Le caporal suppléant John Dunn passe Noël à la maison du médecin d’Almonte avec sa famille. John devait travailler la fin de semaine, sauf qu’aux alentours de 16 h le vendredi après-midi, son capitaine-adjudant était entré soudainement dans la salle des rapports pour lui remettre un billet de congé jusqu’au lundi, 8 h. Le dépôt des effectifs du parc Lansdowne serait tranquille pendant la fin de semaine, et son capitaine-adjudant serait certainement capable de s’en sortir seul.

Dessin de la façade de la maison du médecin, à Almonte, années 1960

La maison du médecin, à Almonte, années 1960

 

Lorsque l’horloge sonne 19 h 30 le dimanche soir, John quitte son coin chaud près de la cheminée et met fin à une conversation tranquille avec les membres de sa famille. Il doit se mettre en route s’il veut attraper le train à destination d’Ottawa. Sa tante, qui s’était jointe à la famille pour le souper du dimanche, doit également partir en ville. Après avoir revêtu son grand manteau militaire et dit au revoir, il part vers la gare en ayant beaucoup de temps devant lui.

Beaucoup trop de temps, comme il finira par constater. Il est passé 20 h, et le train n’est toujours pas arrivé.

Le train du soir est en retard.

Très en retard.


La longue attente

La salle d’attente des hommes est remplie à craquer. Toutes les places sur les bancs sont prises; certains hommes sont même assis sur le radiateur sous la fenêtre.

Finalement, avec près de quarante minutes de retard, le train arrive.

John rencontre sa tante sur le quai bondé et commence à se frayer un chemin vers la dernière voiture. Il monte toujours dans la dernière voiture, car c’est elle qui se trouvera la près de la barrière à l’arrivée du train à la gare Union d’Ottawa.

« Oh, mon chapeau, s’exclame sa tante. C’est un tout nouveau chapeau, et marcher vers l’arrière sous la neige et la pluie le ruinera. On ne peut pas monter ici? »

« Bien sûr », dit John, alors que sa tante le suit vers la quatrième voiture depuis la queue.

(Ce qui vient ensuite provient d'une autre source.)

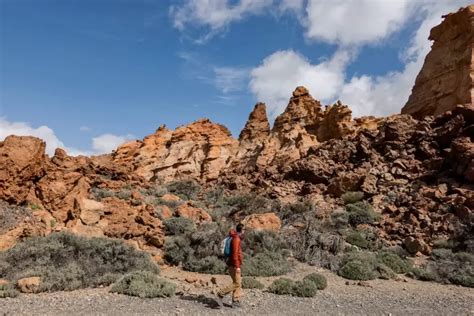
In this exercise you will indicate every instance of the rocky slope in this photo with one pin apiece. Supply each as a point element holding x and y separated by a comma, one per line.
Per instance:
<point>446,78</point>
<point>416,170</point>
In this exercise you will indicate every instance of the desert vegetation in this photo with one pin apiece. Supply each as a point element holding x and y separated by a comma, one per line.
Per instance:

Ne trouvant aucune place, John monte dans la troisième voiture depuis la queue. Rien là non plus, mais c’est à ce moment qu’il aperçoit un ami de Renfrew assis sous le porte-bagages. Il retourne à la quatrième voiture, et il voit qu’il y a des places debout dans l’allée.


Sous le regard des témoins

À l’insu de John, deux de ses frères, Arthur et Declan, descendent avec un de leurs amis pour assister au départ du train. Beaucoup de jeunes d’Almonte avaient l’habitude de marcher jusqu’à la gare pour voir le train partir et les gens se perdre dans le tourbillon du retour au travail en ville. Mais la sortie avait perdu un peu de son éclat en raison de l’attente inattendue et du mauvais temps.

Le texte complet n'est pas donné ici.